I hope this helps somewhat.

Khaleel commented 8 years ago

@hostep

Thank you so much for your messages and to all the above. What we are doing at the moment.

Development:

All developers have Magento 2 installed on their local machines - database releases are done weekly and images and media are already on Cloudinary as a CDN. We considered Rackspace/Akamai and may change to Ampliance in future but for now that is how it works. The developers have pretty powerful machines so they develop there code locally. Once done, they push and commit there changes to the staging repo. The developers have ALL got M2 configured in developer mode and still have to delete files and re build the cache libraries. This is what they do. None of the developers have less compilation working. Even in developer mode the LESS files do not compile automatically even with Magento 2 admin setup - is this is a bug. Even the JS. So they have to delete all files and re-compile. I am really happy that many other people here on Github are so open and share these same concerns.

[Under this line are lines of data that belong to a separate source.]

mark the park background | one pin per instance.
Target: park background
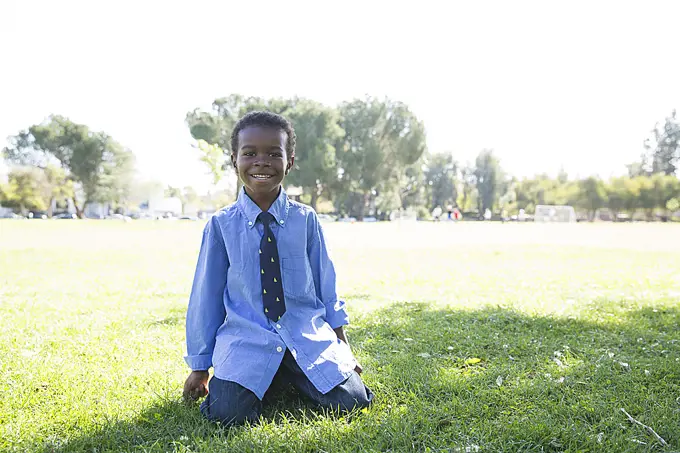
(477, 336)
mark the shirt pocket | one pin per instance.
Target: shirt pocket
(297, 276)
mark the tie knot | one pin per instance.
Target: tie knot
(266, 218)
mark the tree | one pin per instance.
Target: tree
(468, 194)
(99, 167)
(440, 177)
(215, 128)
(55, 186)
(622, 195)
(488, 178)
(24, 190)
(214, 158)
(593, 195)
(318, 132)
(647, 197)
(664, 146)
(382, 138)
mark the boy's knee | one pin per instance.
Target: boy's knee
(352, 394)
(231, 404)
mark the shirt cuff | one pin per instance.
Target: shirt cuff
(336, 314)
(199, 362)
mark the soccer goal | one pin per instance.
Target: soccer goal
(551, 213)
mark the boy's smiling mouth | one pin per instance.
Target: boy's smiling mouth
(261, 176)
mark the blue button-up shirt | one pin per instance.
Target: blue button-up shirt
(226, 325)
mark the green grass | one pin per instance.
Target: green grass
(458, 328)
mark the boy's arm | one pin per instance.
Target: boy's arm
(206, 311)
(324, 275)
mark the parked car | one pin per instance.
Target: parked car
(11, 215)
(65, 215)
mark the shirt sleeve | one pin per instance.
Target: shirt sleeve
(206, 311)
(323, 272)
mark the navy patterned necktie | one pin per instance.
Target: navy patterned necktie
(270, 272)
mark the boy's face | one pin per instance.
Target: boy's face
(261, 160)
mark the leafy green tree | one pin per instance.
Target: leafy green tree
(382, 139)
(214, 158)
(488, 179)
(214, 128)
(55, 186)
(664, 146)
(468, 195)
(593, 195)
(25, 190)
(440, 177)
(100, 168)
(622, 195)
(318, 132)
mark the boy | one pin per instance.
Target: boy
(263, 302)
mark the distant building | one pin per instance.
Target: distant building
(165, 206)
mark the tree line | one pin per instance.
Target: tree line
(364, 157)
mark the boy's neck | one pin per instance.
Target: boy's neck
(265, 200)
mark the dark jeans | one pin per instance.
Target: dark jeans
(232, 404)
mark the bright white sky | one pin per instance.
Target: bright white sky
(574, 84)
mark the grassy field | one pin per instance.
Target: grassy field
(474, 337)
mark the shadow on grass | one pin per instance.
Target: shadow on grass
(444, 378)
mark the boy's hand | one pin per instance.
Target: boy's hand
(196, 385)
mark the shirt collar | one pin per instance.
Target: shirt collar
(279, 209)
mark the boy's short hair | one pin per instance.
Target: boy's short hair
(265, 119)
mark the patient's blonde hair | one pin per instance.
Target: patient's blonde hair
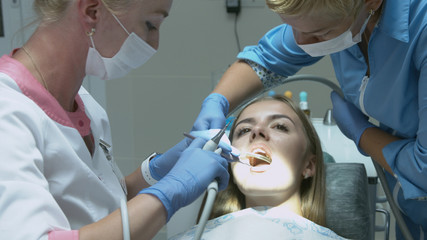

The FE code, KnockoutJS, requireJS, less is sooooo bloated. @alankent is pretty ignorant that he does not consider Front End Development the core component system to the platform. WordPress and many others are shipping to FE and JavaScript only servers with only API and JSON talking between. @alankent and many other Magento engineers (European and American based) who built the Front End system I do not think give much thought nor have the years of experience in ecommerce. Most of the developers are locked in the "Magento mindset"

bin/magento maintenance:enable
rm -rf var/cache var/page_cache var/view_preprocessed pub/static
mkdir var/cache var/page_cache var/view_preprocessed pub/static
bin/magento setup:static-content:deploy
bin/magento setup:static-content:deploy ar_SA
grunt less
bin/magento maintenance:disable

This is every time they want to see a change to less or JS. So most of the senior developers work directly in static files and then ship it back to the structure files in app for modules and themes. They hate and loathe this process and are already voting to our board to leave Magento. This takes 15mins max every single time.

Staging:

The staging environment gets a few "deploys" as we call them daily. A release manager goes onto the staging box (we use Digital Ocean) and have wildcard SSL, nginx, varnish and fpm and a few features like redis etc. Release manager executes the command below. Only difference is the upgrade on the CLI.

bin/magento maintenance:enable
rm -rf var/cache var/page_cache var/view_preprocessed pub/static
mkdir var/cache var/page_cache var/view_preprocessed pub/static
bin/magento setup:upgrade
bin/magento setup:static-content:deploy
bin/magento setup:static-content:deploy ar_SA
grunt less
bin/magento maintenance:disable

This takes around 15-20mins. Then we have QA and testing done on the staging server. We have around 14 stores in English and Arabic so various testing takes place; some automated some manual. Once it is good to go we go to the live nodes.

Node 2 and Node 1 are r-sync servers and load balanced. (We may switch off Node 1 and do a deployment on the Node 1 and once done enable it and allow Node 2 to download the new files) At the moment we have not done that so we have to do:

bin/magento maintenance:enable
rm -rf var/cache var/page_cache var/view_preprocessed pub/static
mkdir var/cache var/page_cache var/view_preprocessed pub/static
bin/magento setup:upgrade
bin/magento setup:static-content:deploy
bin/magento setup:static-content:deploy ar_SA
grunt less
bin/magento maintenance:disable

This is on our live machine. Keep in mind that any errors, changes even if the FE or BE makes errors we have to re-deploy from the staging. 25mins this process takes to execute one staging to live deployment.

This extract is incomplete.